Your basic gain vs distortion math is correct but it applies to any
FB, not just global. I.E. Apply local NFB around (or in) one stage
and the distortion of that stage is reduced in the same manner as
overall amp distortion is reduced by global NFB (or vice versa with
PFB). e.g. Take just a single triode. What would the gain be without
the Rk (using, say, fixed bias instead)? Now, what is it with the Rk?
That's how much NFB the Rk adds and distortion is reduced by that
amount. Or, conversely, that's how much increase in distortion there
is when you bypass Rk to get more gain on that stage.
However, it doesn't do you any good to have a squeaky clean front end
and then feed it into a heavily (by comparison) distorted power stage
because distortion over multiple stages is the square root of the sum
of the individual squares so if one section is significantly higher
than the other it dominates the overall distortion figure (and by more
than if it were a linear relation****p).
But you also have to have the gain in order to apply global NFB so
it's better to use some local PFB, to get the gain with some increase
in distortion of the squeaky clean stage and use that acquired gain to
apply global, thereby reducing the overall distortion.

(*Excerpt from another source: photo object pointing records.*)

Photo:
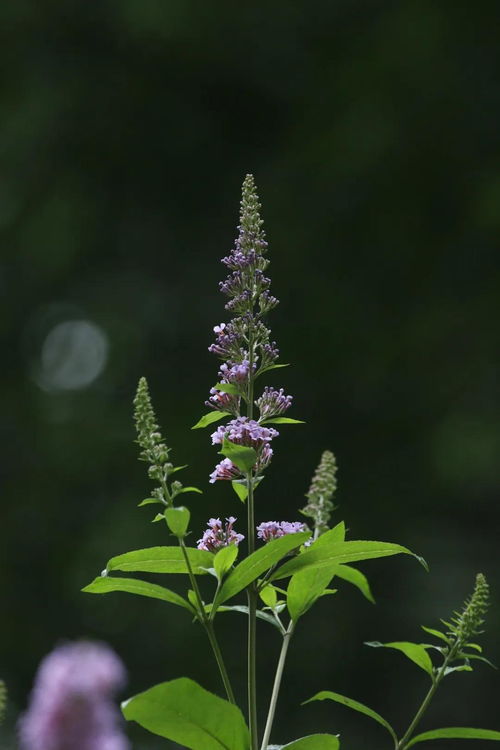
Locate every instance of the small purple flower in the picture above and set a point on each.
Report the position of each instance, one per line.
(235, 373)
(219, 535)
(269, 530)
(272, 403)
(223, 401)
(244, 431)
(71, 704)
(225, 470)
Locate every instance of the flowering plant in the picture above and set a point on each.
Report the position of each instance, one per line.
(288, 564)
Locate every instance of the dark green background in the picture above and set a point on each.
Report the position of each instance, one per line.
(372, 130)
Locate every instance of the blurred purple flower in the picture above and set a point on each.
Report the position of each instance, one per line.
(71, 705)
(219, 535)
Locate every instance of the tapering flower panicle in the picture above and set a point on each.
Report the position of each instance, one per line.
(244, 343)
(72, 701)
(3, 699)
(269, 530)
(273, 403)
(154, 450)
(321, 491)
(467, 623)
(219, 535)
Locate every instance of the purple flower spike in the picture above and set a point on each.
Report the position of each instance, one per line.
(244, 431)
(269, 530)
(272, 403)
(225, 470)
(71, 703)
(218, 535)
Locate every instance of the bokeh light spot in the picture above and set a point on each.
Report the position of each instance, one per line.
(73, 355)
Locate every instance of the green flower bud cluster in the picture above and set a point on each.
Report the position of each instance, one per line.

The fallacy some engineers fall into is observing that equal PFB and
NFB cancels so they conclude you gain (pun) nothing. I.E. You add
10dB, then subtract 10dB, and you're right back where you started. Or,
when not equal, why add 10dB and subtract 18dB when just subtracting
8dB gets the same result? And that would be true if it was the same
loop but what they miss is the PFB is local, over the much better
stage, while the NFB is global and, as mentioned, the combined
distortion is not linear but the square root of the sum of the
squares.
Of course, there are other ways to achieve the same result but I get a
kick out of this one because, component wise, it's 'free' as the
difference (besides picking good component values) is simply
terminating the phase splitter into Rk rather than ground.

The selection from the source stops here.